Wednesday, March 25, 2015

Petani Yang Makmur Dan Transformasi Lapangan Pekerjaan Di Jombang Utara

Petani Yang Makmur Dan Transformasi Lapangan Pekerjaan Di Jombang Utara

Beberapa minggu yang lalu seorang teman meyakinkan saya bahwa dengan pertanian, bisa menghidupi keluarga. Padahal awalnya saya bertanya tentang transformasi sosial lapangan pekerjaan yang berubah karena pembangunan pabrik yang cukup masif di Jombang Utara. Hal-hal yang mempengaruhi mengapa dia yakin sekali hasil pertanian bisa mencukupi kehidupan seorang petani dilihat dari bahwa hasil pertanian bisa digunakan untuk kebutuhan sehari-hari tanpa menjualnya. Dia juga mengkritisi para kaum muda yang enggan meneruskan lahan pertanian orang tuanya. Rata-rata mereka lebih memilih untuk menjadi pekerja buruh pabrik (bagi yang tidak meneruskan sekolah), dan hal miris ditemuinya; bahwa melamar menjadi buruh pun tak ada jaminan untuk diterima kerja. Sehingga dia menemukan banyak lulusan-lulusan sekolah yang terpaksa menganggur menunggu panggilan kerja.

Lalu diskusi terhadap pertanian tersebut, saya bawa ke ranah media sosial.
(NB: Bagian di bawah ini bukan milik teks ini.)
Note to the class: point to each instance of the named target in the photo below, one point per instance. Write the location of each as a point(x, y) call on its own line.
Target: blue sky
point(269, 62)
Kontradiksi yang saya temukan, karena ada pendapat kuat bahwa petani yang mempunyai hektaran lahan pertanian lah yang cukup makmur, dan petani yang hanya memiliki lahan pertanian beberapa meter tidak mungkin bisa mencukupi kebutuhan sehari-hari, bahkan dengan menjadi buruh tani sekali pun[1]. Belakangan saya berpikir bahwa buruh tani pun harus punya serikat buruh.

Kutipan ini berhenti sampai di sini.